Осада Бостона, или Лайонел Линкольн - Купер Джеймс Фенимор (книги читать бесплатно без регистрации txt) 📗
Придя в восхищение от этого открытия, старый морской волк от души расхохотался, чрезвычайно довольный своим остроумием. Однако никто не разделял его веселья: все делали вид, что не понимают его намеков, хотя некоторые и обменивались украдкой с соседями насмешливыми взглядами. С явной досадой, закусив губу, Хау строго приказал слуге громко повторить свои слова.
— Одна дама, — дрожащим голосом сказал слуга, — хочет видеть ваше превосходительство. Она дожидается этой чести в библиотеке, сударь.
— Вот как, среди книг! — загремел адмирал. — Это скорее подошло бы вам, господин острослов! А скажи мне, приятель, эта особа молода? И хороша собой?

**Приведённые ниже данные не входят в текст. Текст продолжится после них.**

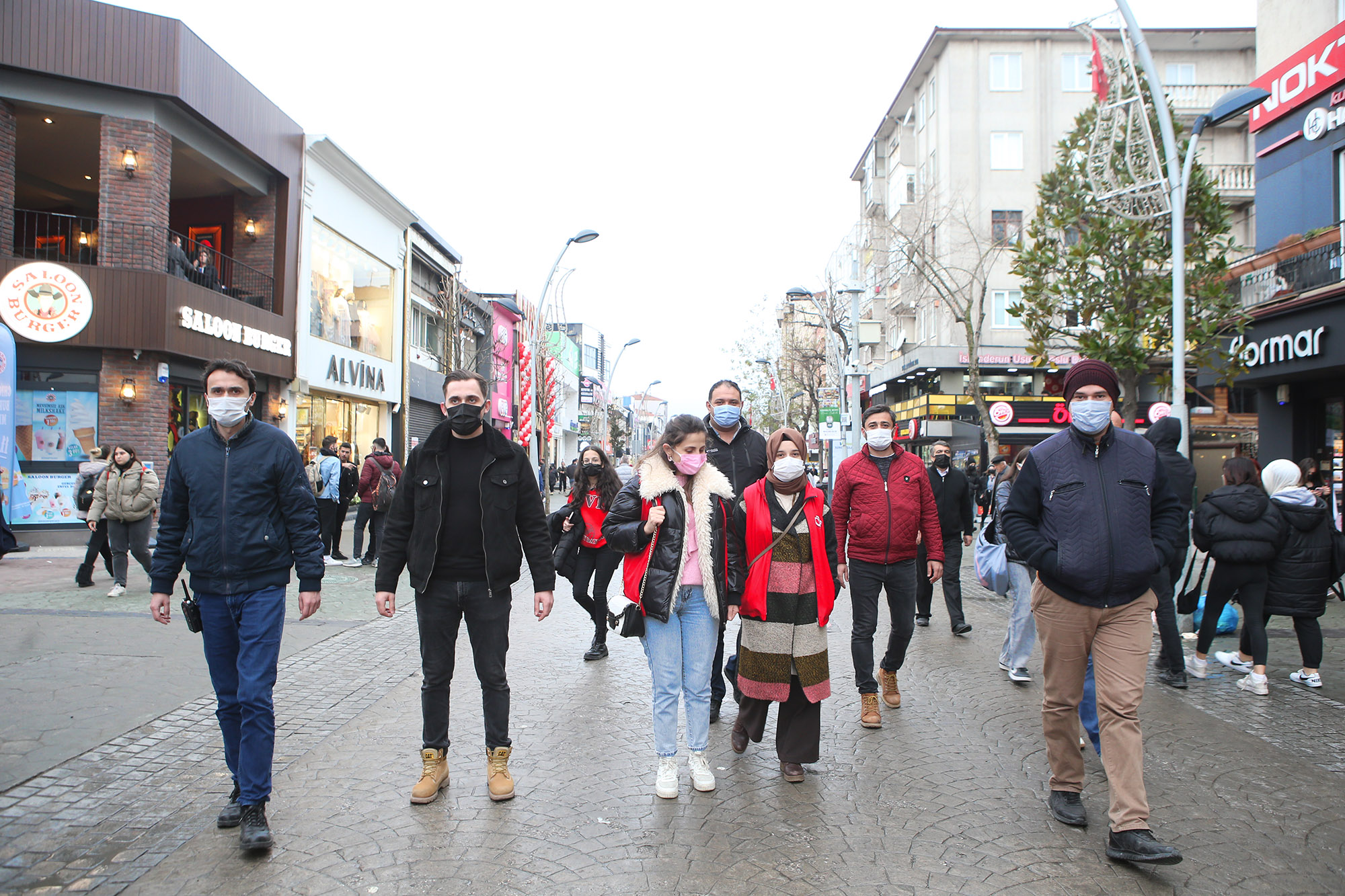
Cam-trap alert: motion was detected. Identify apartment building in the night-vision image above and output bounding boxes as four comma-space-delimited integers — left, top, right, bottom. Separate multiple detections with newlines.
845, 28, 1256, 452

— Если судить по ее легкой походке, сударь, — ответил слуга, — то она очень молода. Но лицо ее скрыто капюшоном.
— Негоднице и надлежит приходить в дом короля, опустив капюшон на лицо! Будь я проклят, Хау, но скромность — редкая добродетель среди сухопутных офицеров.
— О, конечно, даже сам слуга заметил, что эта особа ходит чрезвычайно легко, — с улыбкой сказал Бергойн, делая движение, чтобы подняться со стула. — Вероятно, она пришла просить вспомоществования или разрешения выехать из города. Позвольте мне переговорить с ней и избавить вас от неприятной необходимости ей отказать.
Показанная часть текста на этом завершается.